China: to halt Nba broadcast, to backlist US retaliation.
US: US administration is moving ahead with discussions around possible restrictions on capital flows into China with a particular focus on investments made by US government pension funds. Trade tensions extending beyond economics to include national security aspects. Trump also banned travel Visa by Chinese Officials tied to Muslim abuses (scandal of video-surveillance companies). We don’t believe that they are creating the basis to start trade talks and reach a deal.
On the other side, in Germany they have announced that there is no need for stimulus package and talks of Fiscal reform are still far.
Fed.

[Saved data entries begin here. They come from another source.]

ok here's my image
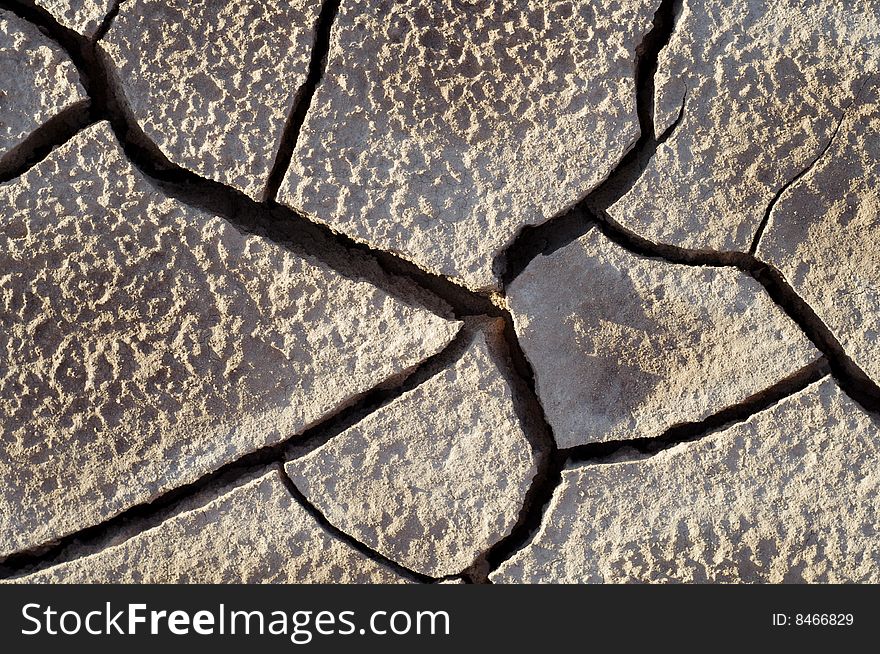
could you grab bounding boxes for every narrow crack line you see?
[278,467,435,584]
[92,0,122,42]
[0,100,94,183]
[562,357,831,466]
[592,210,748,268]
[0,329,472,579]
[657,89,686,144]
[283,323,476,462]
[499,0,681,285]
[263,0,340,202]
[748,78,868,256]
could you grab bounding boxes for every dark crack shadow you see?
[92,0,122,42]
[0,0,533,582]
[0,329,470,579]
[278,467,434,584]
[498,0,683,284]
[263,0,340,202]
[0,100,93,183]
[458,318,557,584]
[563,357,831,465]
[0,0,500,323]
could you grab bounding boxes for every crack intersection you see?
[1,0,878,585]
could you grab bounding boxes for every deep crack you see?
[263,0,340,202]
[0,0,498,323]
[0,100,93,183]
[0,328,471,578]
[499,0,682,284]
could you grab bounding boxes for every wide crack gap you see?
[277,467,434,584]
[499,0,682,285]
[493,0,880,430]
[263,0,340,202]
[1,1,96,92]
[481,0,880,576]
[0,330,471,579]
[0,100,93,183]
[281,317,560,585]
[748,77,869,255]
[750,263,880,414]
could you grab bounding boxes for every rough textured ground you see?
[34,0,115,37]
[0,121,458,558]
[757,75,880,387]
[101,0,322,199]
[0,9,86,172]
[492,378,880,583]
[609,0,880,251]
[281,0,660,290]
[1,0,878,584]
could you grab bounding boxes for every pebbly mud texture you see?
[1,0,878,583]
[0,8,87,177]
[280,0,662,290]
[33,0,117,38]
[100,0,323,199]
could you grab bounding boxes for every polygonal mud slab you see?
[100,0,321,199]
[13,470,412,583]
[491,377,880,583]
[0,121,460,558]
[0,9,87,171]
[757,75,880,387]
[508,228,819,447]
[609,0,880,251]
[286,324,539,577]
[35,0,116,38]
[281,0,662,290]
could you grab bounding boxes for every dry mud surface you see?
[1,0,878,584]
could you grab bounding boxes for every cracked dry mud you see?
[1,0,878,584]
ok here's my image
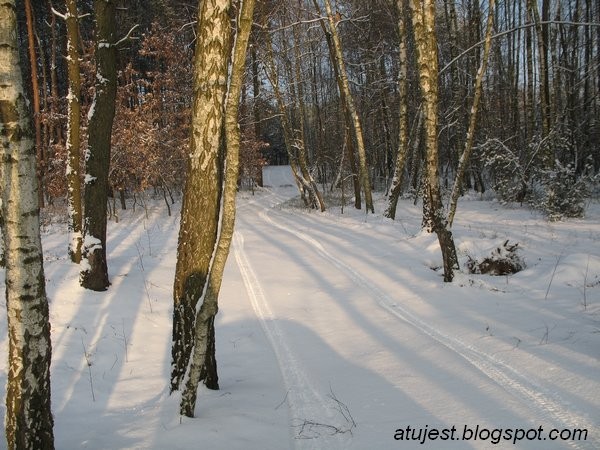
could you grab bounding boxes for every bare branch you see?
[115,24,140,48]
[441,21,600,75]
[50,7,67,20]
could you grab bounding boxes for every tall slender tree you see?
[316,0,375,213]
[170,0,233,396]
[1,1,54,447]
[314,7,361,209]
[261,7,325,211]
[385,0,410,220]
[179,0,256,417]
[409,0,459,282]
[447,0,496,227]
[80,0,118,290]
[262,27,313,204]
[291,8,326,211]
[528,0,552,140]
[54,0,84,263]
[24,0,45,207]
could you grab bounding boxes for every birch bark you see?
[1,2,54,447]
[170,0,232,395]
[180,0,256,417]
[409,0,459,282]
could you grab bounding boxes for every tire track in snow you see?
[232,231,354,449]
[257,205,597,450]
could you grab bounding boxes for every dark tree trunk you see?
[80,0,118,291]
[24,0,44,208]
[201,317,219,390]
[65,0,83,263]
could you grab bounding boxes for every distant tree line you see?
[15,1,599,217]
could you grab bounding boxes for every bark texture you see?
[178,0,256,418]
[65,0,83,263]
[447,0,496,227]
[80,0,118,291]
[385,0,410,220]
[170,0,232,396]
[409,0,459,282]
[0,2,54,448]
[317,0,374,213]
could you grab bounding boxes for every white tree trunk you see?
[319,0,375,213]
[409,0,459,282]
[447,0,496,228]
[0,1,54,447]
[171,0,233,410]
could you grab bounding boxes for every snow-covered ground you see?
[1,165,599,449]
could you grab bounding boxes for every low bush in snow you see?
[481,131,598,221]
[466,240,525,276]
[530,159,596,221]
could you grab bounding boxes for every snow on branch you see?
[115,24,140,48]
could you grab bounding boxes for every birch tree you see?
[179,0,256,417]
[314,7,361,209]
[261,19,324,211]
[409,0,459,282]
[385,0,410,220]
[170,0,233,397]
[315,0,375,213]
[0,1,54,447]
[291,10,326,211]
[447,0,496,227]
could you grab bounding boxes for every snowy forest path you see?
[233,230,353,449]
[257,203,596,448]
[231,166,598,449]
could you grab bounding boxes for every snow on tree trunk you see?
[170,0,232,397]
[320,0,375,213]
[385,0,410,220]
[409,0,459,282]
[80,0,117,291]
[179,0,256,417]
[0,2,55,448]
[65,0,83,263]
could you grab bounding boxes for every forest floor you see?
[1,165,599,449]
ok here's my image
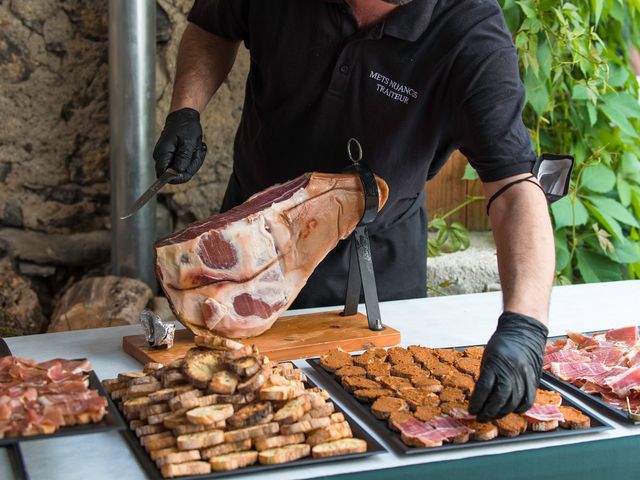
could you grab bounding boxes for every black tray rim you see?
[115,377,388,480]
[305,356,613,456]
[0,368,127,446]
[543,326,640,425]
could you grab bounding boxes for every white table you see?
[2,281,640,480]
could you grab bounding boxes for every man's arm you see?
[483,173,555,324]
[153,24,240,183]
[170,24,241,113]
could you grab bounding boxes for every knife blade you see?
[119,168,180,220]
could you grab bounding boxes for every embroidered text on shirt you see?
[369,70,419,104]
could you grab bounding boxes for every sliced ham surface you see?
[605,326,639,347]
[548,361,610,382]
[524,404,565,422]
[604,366,640,398]
[396,417,447,447]
[426,416,474,439]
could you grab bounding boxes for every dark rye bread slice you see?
[439,387,466,404]
[371,396,409,420]
[387,411,416,432]
[558,406,591,429]
[410,374,443,393]
[319,349,353,372]
[494,413,528,437]
[341,376,381,392]
[366,362,391,379]
[353,388,394,402]
[334,365,367,378]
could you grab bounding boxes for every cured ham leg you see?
[156,172,389,338]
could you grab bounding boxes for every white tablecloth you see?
[2,280,639,480]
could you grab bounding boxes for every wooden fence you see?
[424,151,491,230]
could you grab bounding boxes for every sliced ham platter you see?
[543,325,640,423]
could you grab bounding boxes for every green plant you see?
[427,195,484,257]
[494,0,640,283]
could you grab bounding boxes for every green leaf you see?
[610,239,640,264]
[576,249,623,282]
[580,164,616,193]
[461,163,479,181]
[550,196,589,229]
[517,0,536,18]
[601,93,640,138]
[554,230,570,271]
[608,65,630,88]
[617,175,632,207]
[592,0,604,26]
[585,195,640,227]
[584,201,625,241]
[524,68,550,116]
[537,38,553,78]
[586,103,597,127]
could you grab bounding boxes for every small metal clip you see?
[140,309,175,349]
[347,138,363,165]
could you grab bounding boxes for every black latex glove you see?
[469,311,549,422]
[153,107,207,184]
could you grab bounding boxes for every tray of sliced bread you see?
[306,345,612,455]
[104,335,385,478]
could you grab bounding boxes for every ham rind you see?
[427,416,475,439]
[605,326,639,347]
[604,366,640,398]
[548,361,610,382]
[156,172,389,338]
[524,404,564,422]
[396,417,447,447]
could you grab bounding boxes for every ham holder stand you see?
[123,139,401,364]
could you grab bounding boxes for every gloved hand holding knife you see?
[153,108,208,184]
[469,311,549,422]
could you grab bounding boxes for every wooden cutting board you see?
[122,311,400,364]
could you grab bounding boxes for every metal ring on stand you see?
[347,138,363,164]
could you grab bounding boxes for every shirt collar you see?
[323,0,437,42]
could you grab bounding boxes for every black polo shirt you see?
[187,0,535,306]
[188,0,534,226]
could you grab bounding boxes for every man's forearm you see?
[170,24,240,113]
[484,176,555,324]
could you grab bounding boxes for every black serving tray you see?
[306,357,613,455]
[0,352,127,446]
[115,378,387,480]
[3,443,30,480]
[542,327,640,425]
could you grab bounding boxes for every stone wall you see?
[0,0,248,333]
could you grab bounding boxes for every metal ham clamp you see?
[341,138,384,331]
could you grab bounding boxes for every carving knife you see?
[119,168,180,220]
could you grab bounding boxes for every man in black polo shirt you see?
[153,0,553,421]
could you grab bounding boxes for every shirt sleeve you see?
[452,34,536,182]
[187,0,249,41]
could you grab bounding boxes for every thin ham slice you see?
[447,408,477,422]
[548,361,610,382]
[524,404,565,422]
[604,366,640,398]
[426,416,475,440]
[544,348,591,365]
[605,326,639,347]
[396,417,447,447]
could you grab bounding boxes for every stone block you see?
[0,257,47,335]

According to Powell, following the massive spike in repo rates a couple of weeks ago, the Fed doesn’t want to incur into this risk anymore. The temporary extra liquidity operations, whereby around $75Bln are injected into the short-funding markets each day, are extended through October. In addition, the Fed will be resuming balance sheet growth, probably buying short term-securities (T-bills,etc.), to increase liquidity in the repo market. Although Powell, remarkably said that this not a new Quantitative Easing, Fed balance sheet must expand also to fund the enormous US deficit (higher under Trump due to fiscal tax expansion). Yesterday we saw a bull steeping of the US Treasury curve, with T-Bills rallying on the news. Current Fed Fund rate sees 83% of 25bps cut at the next October 30 meeting.
Brexit: Strong volatility on Sterling yesterday, down 80bps, after some British officials announced that a Brexit deal is extremely unlikely as Germany wants Northern Ireland to remain part of European Union’s custom union, something which is not under discussion for Johnson. Just to remind you Johnson has 9 days to secure a Brexit deal or seek an extension or push for a no-deal (it would start a legal case due to Benn Act).

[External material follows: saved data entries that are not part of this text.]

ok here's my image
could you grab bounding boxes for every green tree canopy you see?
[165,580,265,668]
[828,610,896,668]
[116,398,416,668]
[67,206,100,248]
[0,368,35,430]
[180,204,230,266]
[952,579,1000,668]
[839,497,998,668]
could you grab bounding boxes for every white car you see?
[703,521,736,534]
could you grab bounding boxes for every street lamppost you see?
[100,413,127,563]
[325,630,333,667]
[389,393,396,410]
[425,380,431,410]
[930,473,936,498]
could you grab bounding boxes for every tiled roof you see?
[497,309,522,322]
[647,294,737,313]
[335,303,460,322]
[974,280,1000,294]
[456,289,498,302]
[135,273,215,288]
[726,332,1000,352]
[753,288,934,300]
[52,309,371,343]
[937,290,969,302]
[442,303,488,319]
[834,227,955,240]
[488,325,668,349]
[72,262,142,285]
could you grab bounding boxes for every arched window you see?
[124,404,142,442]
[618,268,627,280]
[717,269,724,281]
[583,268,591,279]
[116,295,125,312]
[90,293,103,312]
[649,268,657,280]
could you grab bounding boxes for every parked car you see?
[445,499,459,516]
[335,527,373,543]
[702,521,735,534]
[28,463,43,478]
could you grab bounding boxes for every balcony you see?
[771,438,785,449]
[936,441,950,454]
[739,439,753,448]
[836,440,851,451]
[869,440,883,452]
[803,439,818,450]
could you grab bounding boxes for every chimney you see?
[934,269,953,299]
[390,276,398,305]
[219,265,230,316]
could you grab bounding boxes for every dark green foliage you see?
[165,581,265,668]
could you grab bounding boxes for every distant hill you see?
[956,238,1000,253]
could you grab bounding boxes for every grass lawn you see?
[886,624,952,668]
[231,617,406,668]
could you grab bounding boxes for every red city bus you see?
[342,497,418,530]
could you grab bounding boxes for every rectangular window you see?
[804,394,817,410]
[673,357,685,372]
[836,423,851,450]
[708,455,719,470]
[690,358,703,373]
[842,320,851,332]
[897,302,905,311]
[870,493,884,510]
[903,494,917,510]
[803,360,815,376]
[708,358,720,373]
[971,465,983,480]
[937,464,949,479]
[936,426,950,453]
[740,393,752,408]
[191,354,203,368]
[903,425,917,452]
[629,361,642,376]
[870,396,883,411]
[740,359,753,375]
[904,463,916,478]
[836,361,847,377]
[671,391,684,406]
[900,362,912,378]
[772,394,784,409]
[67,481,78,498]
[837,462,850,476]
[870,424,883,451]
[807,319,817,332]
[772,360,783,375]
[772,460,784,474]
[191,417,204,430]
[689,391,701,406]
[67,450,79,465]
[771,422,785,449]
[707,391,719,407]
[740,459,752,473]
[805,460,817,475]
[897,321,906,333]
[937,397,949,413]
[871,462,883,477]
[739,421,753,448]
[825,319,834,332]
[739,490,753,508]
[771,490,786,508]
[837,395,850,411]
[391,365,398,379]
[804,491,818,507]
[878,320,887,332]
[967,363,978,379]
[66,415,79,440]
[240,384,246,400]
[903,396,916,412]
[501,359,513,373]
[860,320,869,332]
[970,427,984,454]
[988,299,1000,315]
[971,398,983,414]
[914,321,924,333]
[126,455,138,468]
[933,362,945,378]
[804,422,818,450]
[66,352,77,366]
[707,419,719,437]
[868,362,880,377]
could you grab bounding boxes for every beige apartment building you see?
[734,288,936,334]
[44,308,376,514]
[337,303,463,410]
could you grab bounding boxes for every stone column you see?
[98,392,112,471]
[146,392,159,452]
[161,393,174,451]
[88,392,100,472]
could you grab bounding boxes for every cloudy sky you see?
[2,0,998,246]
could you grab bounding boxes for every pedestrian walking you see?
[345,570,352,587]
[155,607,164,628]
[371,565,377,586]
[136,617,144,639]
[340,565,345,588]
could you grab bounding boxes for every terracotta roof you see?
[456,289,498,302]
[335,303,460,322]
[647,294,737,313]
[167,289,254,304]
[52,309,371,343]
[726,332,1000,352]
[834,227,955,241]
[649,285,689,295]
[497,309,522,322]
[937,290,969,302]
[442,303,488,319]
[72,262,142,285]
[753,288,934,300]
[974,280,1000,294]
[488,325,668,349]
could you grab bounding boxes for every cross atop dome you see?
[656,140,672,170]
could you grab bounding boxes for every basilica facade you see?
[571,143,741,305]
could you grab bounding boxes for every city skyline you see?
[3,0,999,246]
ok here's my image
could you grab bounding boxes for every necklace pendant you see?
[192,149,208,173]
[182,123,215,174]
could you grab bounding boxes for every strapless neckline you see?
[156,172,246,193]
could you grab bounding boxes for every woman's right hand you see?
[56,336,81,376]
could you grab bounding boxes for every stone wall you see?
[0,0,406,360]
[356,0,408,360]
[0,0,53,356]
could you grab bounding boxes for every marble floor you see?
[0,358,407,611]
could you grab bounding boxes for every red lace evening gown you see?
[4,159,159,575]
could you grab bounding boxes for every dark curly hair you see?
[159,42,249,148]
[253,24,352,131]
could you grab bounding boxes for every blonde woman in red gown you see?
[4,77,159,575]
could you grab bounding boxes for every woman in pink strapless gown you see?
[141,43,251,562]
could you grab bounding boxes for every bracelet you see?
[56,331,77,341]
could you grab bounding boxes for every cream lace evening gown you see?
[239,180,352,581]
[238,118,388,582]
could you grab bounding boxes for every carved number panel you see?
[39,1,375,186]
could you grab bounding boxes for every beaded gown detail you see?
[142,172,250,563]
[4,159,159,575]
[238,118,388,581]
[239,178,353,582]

Turkey said its military will cross the border with northeast Syria “shortly”, aiming to push back Kurdish militants days after the U.S. said it wouldn’t stand in the way. Troops supported by the Free Syrian Army intend to launch the offensive.
The market has obviously reacted negatively.
We warned about the poor market breadth over the last few days with very poor volumes and most stock on MSCI World struggling to surpass their 2018 market peak.
Profit-wise, over 70% of the market has an EPS forecast that is lower today than at any time during the last couple of years. The equity market is clearly running out of economic momentum.
Macro-wise, the pickup in German Industrial production is not enough to avoid a recession (Q3 GDP number will be released on November 14th). The fiscal stimulus vs further bad data is nicely hedged. China Caixin PMIs see Services at 51.3 vs e52 / prior 52.1, the lowest number in 7 months. No surprise to see the evident manufacturing weakness feed into broader economy.
After falling (MoM) in July, US producer prices rebounded in August offering some hope, but September has now massively disappointed with a headline tumble of 0.3% MoM (+0.1% exp). This is the biggest headline drop MoM since Sept 2015
Finally, it is interesting to spot the recent data on CFO survey as they couldn’t be more bearish. This is happening simultaneously along the most Insider selling (from management of companies) in two decades and Ceo confidence falling the most since 2009. It is very loud the message we get from the companies!